How to squat a river has, as a main goal, to produce a small documentary film to create awareness about the importance of managing rivers in a participatory and democratic way. As a pedagogical tool, it assumes that a river is a common good and, as such, must be managed by all, that is, institutions and civil society. How to squat a river aims to show how communities can and should actively participate in the management of rivers.
To make the film How to squat a river develops a type of participatory research. The river Jamor is used as a case study, an urban river, that flows in the suburbs of Lisbon. The target group is the population that develops squatting activities along the banks of Jamor: a large part cultivates food in squatted gardens; other people squat the river for leisure and sporting activities; there also is a movement of citizens, Let's Save Jamor, which squats Jamor in trying to stop the construction of a mega-real estate development on one of its banks.
How to squat a River uses participatory research methods, such as focus groups, storytelling and collective mapping. For us, participatory research involves inquiring, but also acting. With this methodology, in addition to collecting information about how to squat a river, we also empower our target groups, increasing the impact of their practices.
The future dissemination of the documentary film How to squat a river will give visibility to the squatting activities of the river Jamor, and through that, it will create greater awareness about the urgent need to make the management of all rivers more participatory and democratic. Using this pedagogical tool, anyone can squat a river and thus contribute to its’ more democratic and shared management as a common good.
Participation in the Idea Camp allowed us to define the idea in a more concrete way, giving it more substance and density. The interaction with other participants, but also with facilitators and idea feeders, helped to add new features and details to our idea. Specifically, the session on audience development helped me greatly. In general, meeting so many different people and such diverse ideas enriched and inspired us, also for future collaborations.
What was difficult in the realization of our project was the apprehension of the river squatters to participate in the project: many times they received us with strangeness. Given the "illegal" nature of squatting activities, river squatters feared that by gaining visibility, authorities would know about their activities and start charging them for occupying a land that it is not theirs, or even worse, they would just evict them.
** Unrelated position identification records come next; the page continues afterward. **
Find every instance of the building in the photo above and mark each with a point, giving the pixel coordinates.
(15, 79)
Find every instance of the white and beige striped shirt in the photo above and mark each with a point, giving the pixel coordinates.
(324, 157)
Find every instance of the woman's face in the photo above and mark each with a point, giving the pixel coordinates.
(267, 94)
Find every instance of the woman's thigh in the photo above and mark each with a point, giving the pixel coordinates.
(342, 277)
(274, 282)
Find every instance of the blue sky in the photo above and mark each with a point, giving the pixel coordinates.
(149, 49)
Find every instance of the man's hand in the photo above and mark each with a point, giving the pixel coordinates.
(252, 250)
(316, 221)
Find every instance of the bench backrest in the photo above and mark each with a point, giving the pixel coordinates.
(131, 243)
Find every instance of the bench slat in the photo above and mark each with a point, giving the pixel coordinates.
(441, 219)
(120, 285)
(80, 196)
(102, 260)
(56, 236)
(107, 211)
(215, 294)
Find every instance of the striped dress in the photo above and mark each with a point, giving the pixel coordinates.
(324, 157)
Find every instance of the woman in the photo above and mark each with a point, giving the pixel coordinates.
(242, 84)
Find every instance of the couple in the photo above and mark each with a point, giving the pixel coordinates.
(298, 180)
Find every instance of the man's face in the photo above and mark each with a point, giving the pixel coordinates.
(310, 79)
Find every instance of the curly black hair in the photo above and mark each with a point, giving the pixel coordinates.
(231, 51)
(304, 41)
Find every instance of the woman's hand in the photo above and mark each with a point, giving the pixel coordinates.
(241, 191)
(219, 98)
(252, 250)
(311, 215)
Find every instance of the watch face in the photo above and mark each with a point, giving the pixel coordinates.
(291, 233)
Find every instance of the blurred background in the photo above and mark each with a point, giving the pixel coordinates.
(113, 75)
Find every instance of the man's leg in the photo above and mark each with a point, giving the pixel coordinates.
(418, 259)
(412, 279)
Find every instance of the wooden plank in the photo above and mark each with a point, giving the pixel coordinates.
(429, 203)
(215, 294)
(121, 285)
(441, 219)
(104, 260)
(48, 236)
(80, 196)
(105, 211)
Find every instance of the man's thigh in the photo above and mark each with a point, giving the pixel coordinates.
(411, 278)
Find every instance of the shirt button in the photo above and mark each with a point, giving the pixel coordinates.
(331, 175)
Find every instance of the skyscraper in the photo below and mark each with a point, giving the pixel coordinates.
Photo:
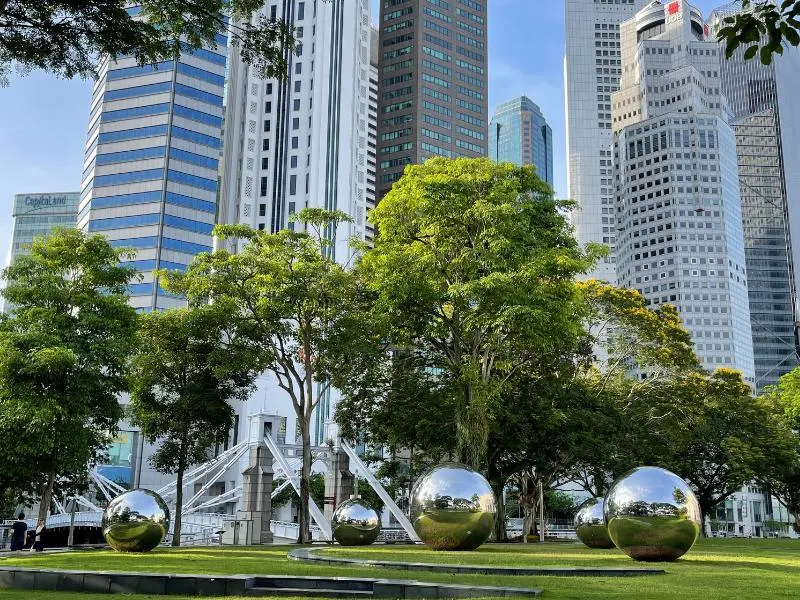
(302, 142)
(766, 124)
(37, 215)
(150, 170)
(433, 83)
(677, 199)
(591, 74)
(519, 133)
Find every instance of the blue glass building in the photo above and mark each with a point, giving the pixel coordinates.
(150, 170)
(519, 133)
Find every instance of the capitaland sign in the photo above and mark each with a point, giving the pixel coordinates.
(45, 202)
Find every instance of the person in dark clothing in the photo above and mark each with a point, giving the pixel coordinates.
(38, 544)
(19, 533)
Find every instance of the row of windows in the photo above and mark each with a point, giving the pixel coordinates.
(192, 180)
(139, 90)
(196, 115)
(122, 222)
(195, 159)
(138, 71)
(129, 155)
(136, 111)
(201, 74)
(150, 265)
(132, 134)
(190, 92)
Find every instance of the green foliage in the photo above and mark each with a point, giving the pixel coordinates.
(291, 305)
(65, 37)
(64, 352)
(186, 374)
(764, 27)
(473, 266)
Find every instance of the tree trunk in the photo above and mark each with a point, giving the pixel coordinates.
(304, 536)
(500, 532)
(47, 495)
(176, 531)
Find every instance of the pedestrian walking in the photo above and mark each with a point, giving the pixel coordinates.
(38, 544)
(19, 533)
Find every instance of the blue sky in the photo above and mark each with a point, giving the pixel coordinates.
(44, 127)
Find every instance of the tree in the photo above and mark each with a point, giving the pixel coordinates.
(184, 378)
(292, 305)
(719, 437)
(64, 355)
(764, 26)
(473, 265)
(783, 477)
(66, 37)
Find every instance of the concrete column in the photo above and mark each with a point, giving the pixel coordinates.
(257, 495)
(339, 482)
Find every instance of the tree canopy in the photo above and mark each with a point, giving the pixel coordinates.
(68, 37)
(473, 265)
(764, 27)
(185, 378)
(64, 352)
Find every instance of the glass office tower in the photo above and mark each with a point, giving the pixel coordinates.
(519, 133)
(150, 170)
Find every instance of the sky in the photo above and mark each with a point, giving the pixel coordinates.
(44, 129)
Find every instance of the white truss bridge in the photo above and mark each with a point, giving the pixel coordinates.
(201, 525)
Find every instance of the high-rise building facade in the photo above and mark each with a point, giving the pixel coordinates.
(36, 215)
(433, 83)
(591, 75)
(519, 133)
(303, 142)
(679, 220)
(150, 169)
(766, 124)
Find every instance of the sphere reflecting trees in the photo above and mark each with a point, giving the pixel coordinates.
(355, 523)
(452, 508)
(136, 521)
(590, 524)
(652, 515)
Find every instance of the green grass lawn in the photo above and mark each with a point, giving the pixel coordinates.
(714, 569)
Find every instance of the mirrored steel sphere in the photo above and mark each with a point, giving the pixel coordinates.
(652, 514)
(590, 525)
(452, 508)
(354, 523)
(136, 521)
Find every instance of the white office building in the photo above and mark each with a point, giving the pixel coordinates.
(591, 75)
(677, 194)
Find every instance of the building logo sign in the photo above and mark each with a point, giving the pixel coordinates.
(55, 203)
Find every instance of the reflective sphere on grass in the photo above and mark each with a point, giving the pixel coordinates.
(452, 508)
(355, 523)
(652, 515)
(136, 521)
(590, 525)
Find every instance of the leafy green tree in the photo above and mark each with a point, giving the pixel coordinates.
(184, 378)
(66, 37)
(292, 305)
(718, 437)
(764, 26)
(783, 478)
(64, 355)
(473, 265)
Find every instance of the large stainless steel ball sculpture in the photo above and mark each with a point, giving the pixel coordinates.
(355, 523)
(590, 524)
(652, 515)
(135, 521)
(452, 508)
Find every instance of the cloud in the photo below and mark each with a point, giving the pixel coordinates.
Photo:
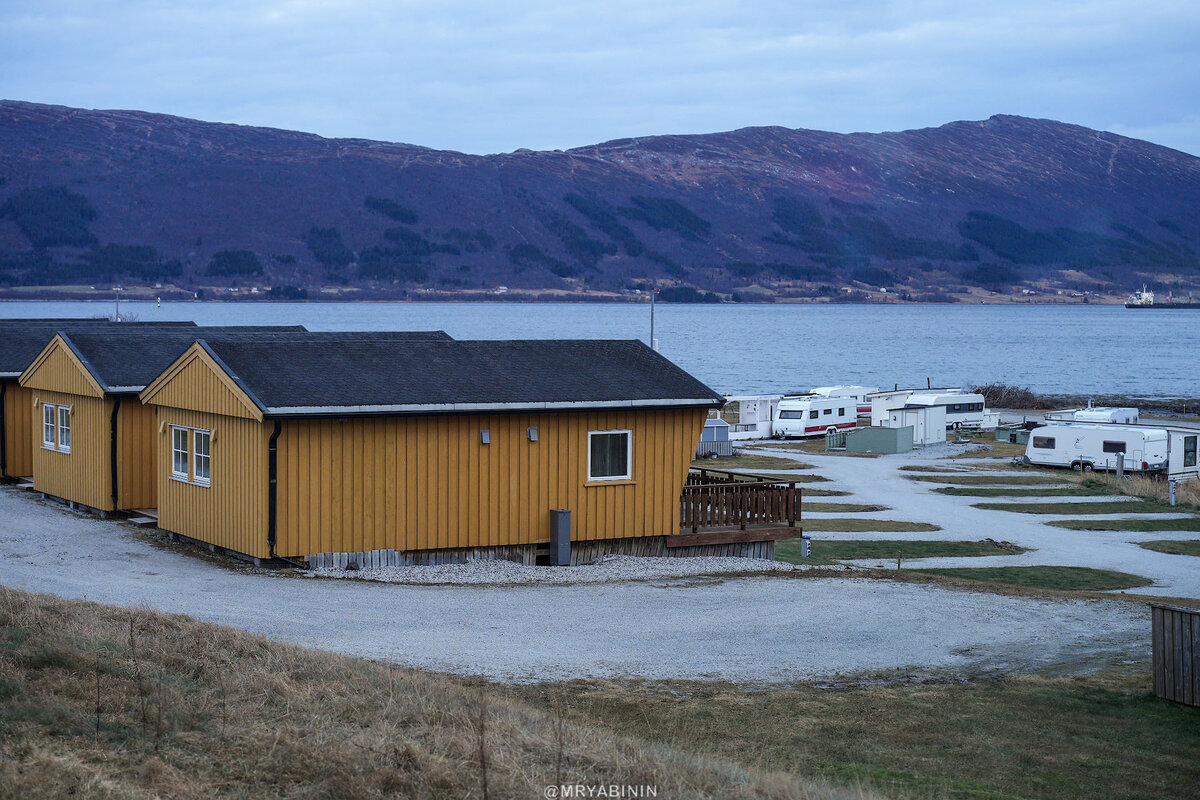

What also played a role was their lacking availability to participate: river squatting activities are done according to the needs of the agricultural cycles, but also according to the availability of the squatters. Many times they have other duties in their personal lives, like working or giving support to their families. So sometimes it was difficult to find them.
But we managed and now we are in the phase of finalizing the small documentary film that shows how squatting activities increase the sustainable relationship between the river and the urban communities, economically, socially and environmentally. The documentary will be available online and on DVD and it will enable the sharing of precious information on how communities can rescue an urban river.
The squatting communities of Jamor and their practices will be examples of good practices in defending the commons in the urban context and in granting democratic access to urban rivers. A network of national and international partners will help us spread the produced learning tool. We hope that initiatives like the one that is happening in Jamor will take place around other rivers, all over the world.